I have no idea. It depends on friction. Where did you get this question?
The question is a real-life question.
In that case it depends on a lot of things, mainly:
The temperature of the ice. Skates move easily over the ice because they melt a tiny film of slippery water under the blade. If the ice is very cold, the skate will have to be very, very sharp to work efficiently. On the other hand you do not want mushy ice because then you get a lot of drag. You want the skate to cut in enough to provide the necessary side force for centripetal acceleration toward the center of the turn. this is the mass of the skater m times v^2/R where v is the forward speed and R is the turn radius. If the ice is too hard or the skate too dull, there will be slipping and loss of speed. In the end the skater must have enough kinetic energy (1/2)mv^2 at the start of the turn to overcome the friction loss during the turn. which is the retding friction force times the distance which for a full turn is 2 pi R
To determine the minimum initial velocity required for the skater to come full circle without pushing off a second time, we need to consider the centripetal force and the gravitational force acting on the skater.
In circular motion, the centripetal force is provided by the net inward force toward the center of the circle, which in this case is the frictional force between the skater's blades and the ice. The gravitational force acts vertically downward.
In order to come full circle without pushing off a second time, the centripetal force must be equal to or greater than the gravitational force, to prevent the skater from falling off the circular path.

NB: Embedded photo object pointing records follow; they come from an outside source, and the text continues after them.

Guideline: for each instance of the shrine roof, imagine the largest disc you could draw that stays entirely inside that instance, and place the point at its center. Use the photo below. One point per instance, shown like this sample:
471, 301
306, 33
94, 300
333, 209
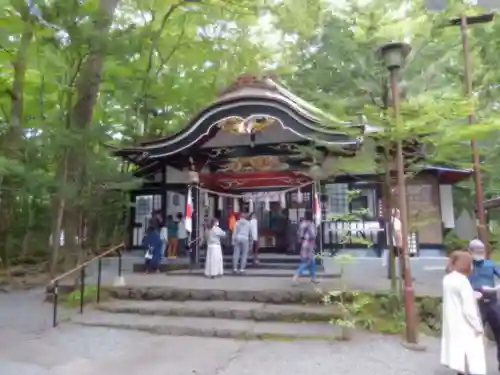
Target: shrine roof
254, 109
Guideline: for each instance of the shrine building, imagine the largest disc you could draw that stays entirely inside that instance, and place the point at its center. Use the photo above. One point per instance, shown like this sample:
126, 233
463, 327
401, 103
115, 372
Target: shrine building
260, 148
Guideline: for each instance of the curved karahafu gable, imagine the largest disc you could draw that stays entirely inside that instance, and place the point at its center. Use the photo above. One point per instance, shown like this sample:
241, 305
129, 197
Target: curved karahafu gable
256, 110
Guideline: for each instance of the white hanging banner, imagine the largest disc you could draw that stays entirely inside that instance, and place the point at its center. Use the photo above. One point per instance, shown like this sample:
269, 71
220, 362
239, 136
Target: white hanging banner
300, 198
250, 205
283, 200
447, 210
267, 205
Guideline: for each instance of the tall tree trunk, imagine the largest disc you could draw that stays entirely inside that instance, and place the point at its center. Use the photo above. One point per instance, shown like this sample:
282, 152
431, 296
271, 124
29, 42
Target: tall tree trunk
87, 88
11, 141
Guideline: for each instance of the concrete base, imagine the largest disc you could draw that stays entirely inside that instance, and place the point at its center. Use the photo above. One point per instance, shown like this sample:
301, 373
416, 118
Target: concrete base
416, 347
119, 281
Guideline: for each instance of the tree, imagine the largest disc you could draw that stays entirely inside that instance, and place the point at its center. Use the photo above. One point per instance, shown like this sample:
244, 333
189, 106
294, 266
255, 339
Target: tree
78, 76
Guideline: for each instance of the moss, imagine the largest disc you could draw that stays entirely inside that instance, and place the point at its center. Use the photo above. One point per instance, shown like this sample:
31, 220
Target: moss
384, 313
72, 299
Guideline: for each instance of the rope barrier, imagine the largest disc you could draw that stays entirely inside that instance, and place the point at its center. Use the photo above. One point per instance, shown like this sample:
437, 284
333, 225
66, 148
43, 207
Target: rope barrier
243, 195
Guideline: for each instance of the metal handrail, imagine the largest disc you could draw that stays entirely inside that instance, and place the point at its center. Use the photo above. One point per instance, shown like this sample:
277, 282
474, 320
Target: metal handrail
54, 283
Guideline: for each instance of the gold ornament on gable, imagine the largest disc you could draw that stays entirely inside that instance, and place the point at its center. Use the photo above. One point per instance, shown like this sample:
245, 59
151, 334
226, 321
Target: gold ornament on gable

Let's break down the solution step by step:
1. We know the radius of the circular path is 3 times the skater's height. Let's denote the skater's height as h.
2. The radius of the circular path, r, can then be expressed as: r = 3h.
3. The gravitational force acting on the skater can be calculated using the skater's mass (m) and acceleration due to gravity (g). The formula for gravitational force is: F_gravity = m * g.
4. The centripetal force can be calculated using the mass of the skater (m), the minimum initial velocity (v), and the radius of the circular path (r). The formula for centripetal force is: F_centripetal = m * v^2 / r.
5. To prevent the skater from falling off the circular path, the centripetal force must be greater than or equal to the gravitational force. Therefore, we set up the following inequality: F_centripetal ≥ F_gravity.
6. Substituting the formulas, we get: m * v^2 / r ≥ m * g.
7. Simplifying, we get: v^2 ≥ r * g.
8. Substituting the value of r = 3h, we get: v^2 ≥ 3h * g.
9. Finally, taking the square root of both sides, we find: v ≥ √(3h * g).
So, the minimum initial velocity required for the skater to come full circle without pushing off a second time is v ≥ √(3h * g), where h is the height of the skater and g is the acceleration due to gravity.